Mas se prepare. Sair do Facebook não é uma tarefa fácil. Foi isso que eu fiz ano passado, em novembro. Começa pelo processo de exclusão da conta. O Facebook estabelece um prazo de até 90 dias para que, a partir do seu  pedido de exclusão do perfil, ele seja excluído de fato.

Mas não pense que nesse período eles vão te deixar em paz. Ao pedir a exclusão você deixa de ter acesso à sua conta, mas continua recebendo alertas de notificações num ritmo muito mais intenso do que quando você tinha um perfil ativo. Aparentemente o algoritmo do site identifica seu pedido de exclusão e passa a querer te convencer de que há muita coisa boa acontecendo lá.

Mais do que isso, o Facebook estabelece que você pode tentar logar na conta, mas aí alertado do seguinte: se você confirmar que quer logar, o processo de exclusão é suspenso. Ou seja, você pode ver as notificações, mas desiste da exclusão. Se voltar a pedir a exclusão, começa tudo novamente. Entende a pegadinha?
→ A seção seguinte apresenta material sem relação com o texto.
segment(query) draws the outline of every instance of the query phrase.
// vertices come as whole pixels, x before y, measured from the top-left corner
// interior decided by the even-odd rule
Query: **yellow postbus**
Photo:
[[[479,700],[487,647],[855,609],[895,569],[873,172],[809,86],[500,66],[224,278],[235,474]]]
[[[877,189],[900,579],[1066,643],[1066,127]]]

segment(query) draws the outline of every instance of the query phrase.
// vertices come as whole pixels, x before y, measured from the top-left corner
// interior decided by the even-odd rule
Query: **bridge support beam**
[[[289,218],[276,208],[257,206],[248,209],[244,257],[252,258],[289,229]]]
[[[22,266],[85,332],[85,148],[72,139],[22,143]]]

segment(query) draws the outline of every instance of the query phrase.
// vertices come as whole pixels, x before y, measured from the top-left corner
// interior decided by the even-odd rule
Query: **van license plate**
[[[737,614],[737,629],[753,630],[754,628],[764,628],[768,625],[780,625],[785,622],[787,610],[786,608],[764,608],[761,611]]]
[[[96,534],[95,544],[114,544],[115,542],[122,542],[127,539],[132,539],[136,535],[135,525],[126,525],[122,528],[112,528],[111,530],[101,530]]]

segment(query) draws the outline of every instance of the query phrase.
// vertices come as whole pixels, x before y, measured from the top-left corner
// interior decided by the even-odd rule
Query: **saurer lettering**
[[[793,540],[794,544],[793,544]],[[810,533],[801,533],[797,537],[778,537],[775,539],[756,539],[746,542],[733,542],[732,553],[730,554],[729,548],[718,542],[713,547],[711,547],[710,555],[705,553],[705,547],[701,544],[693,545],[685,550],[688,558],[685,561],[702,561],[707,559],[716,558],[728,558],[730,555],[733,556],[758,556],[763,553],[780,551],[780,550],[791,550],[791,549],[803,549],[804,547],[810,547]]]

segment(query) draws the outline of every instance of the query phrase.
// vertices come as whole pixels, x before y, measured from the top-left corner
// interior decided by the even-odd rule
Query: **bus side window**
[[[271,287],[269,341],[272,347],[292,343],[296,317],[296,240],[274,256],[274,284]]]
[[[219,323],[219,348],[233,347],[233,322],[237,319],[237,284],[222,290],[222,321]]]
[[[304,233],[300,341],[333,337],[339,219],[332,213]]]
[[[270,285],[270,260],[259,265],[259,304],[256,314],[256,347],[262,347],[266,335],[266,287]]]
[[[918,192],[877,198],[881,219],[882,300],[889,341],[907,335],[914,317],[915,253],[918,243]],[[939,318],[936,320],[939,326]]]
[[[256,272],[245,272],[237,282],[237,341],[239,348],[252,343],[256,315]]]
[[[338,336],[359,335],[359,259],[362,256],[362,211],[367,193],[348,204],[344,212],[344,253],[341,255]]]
Você pode optar por, ao invés de excluir a conta, só suspender, mas o problema é o mesmo. O site vai te encher de notificações para te forçar a acessá-lo novamente. A internet está cheia de relatos de que muitas dessas notificações são requentadas ou simplesmente coisas que de outra forma não apareciam para você (um comentário de uma pessoa com quem você pouco interage, por exemplo).

Por fim, mesmo que você exclua teu perfil, nem tudo que você postou no site some. Mensagens privadas, por exemplo, continuam disponíveis para o seu interlocutor. Postagens em grupos também.

Mas o problema é só o Facebook?

Não. A lógica de remunerar nosso desejo natural por atenção está em outras plataformas. Em especial, outras que são do Facebook, como o Snapchat e o Instagram. As pessoas mais jovens estão saindo do Facebook, mas estão migrando para essas outras ferramentas tão perniciosas quanto, o que significa que a necessidade de supervisão e crítica a esses sites/aplicativos é permanente, em especial quando o usuário é criança ou adolescente.

É importante que a postura crítica do usuário em relação ao Facebook migre também para a internet como um todo. Se a história toda das fake news pode ter um efeito benéfico é fomentar nas pessoas um cinismo e o fim do deslumbramento com a mídia, o que é um passo fundamental para que se consuma essa mídia com bom senso.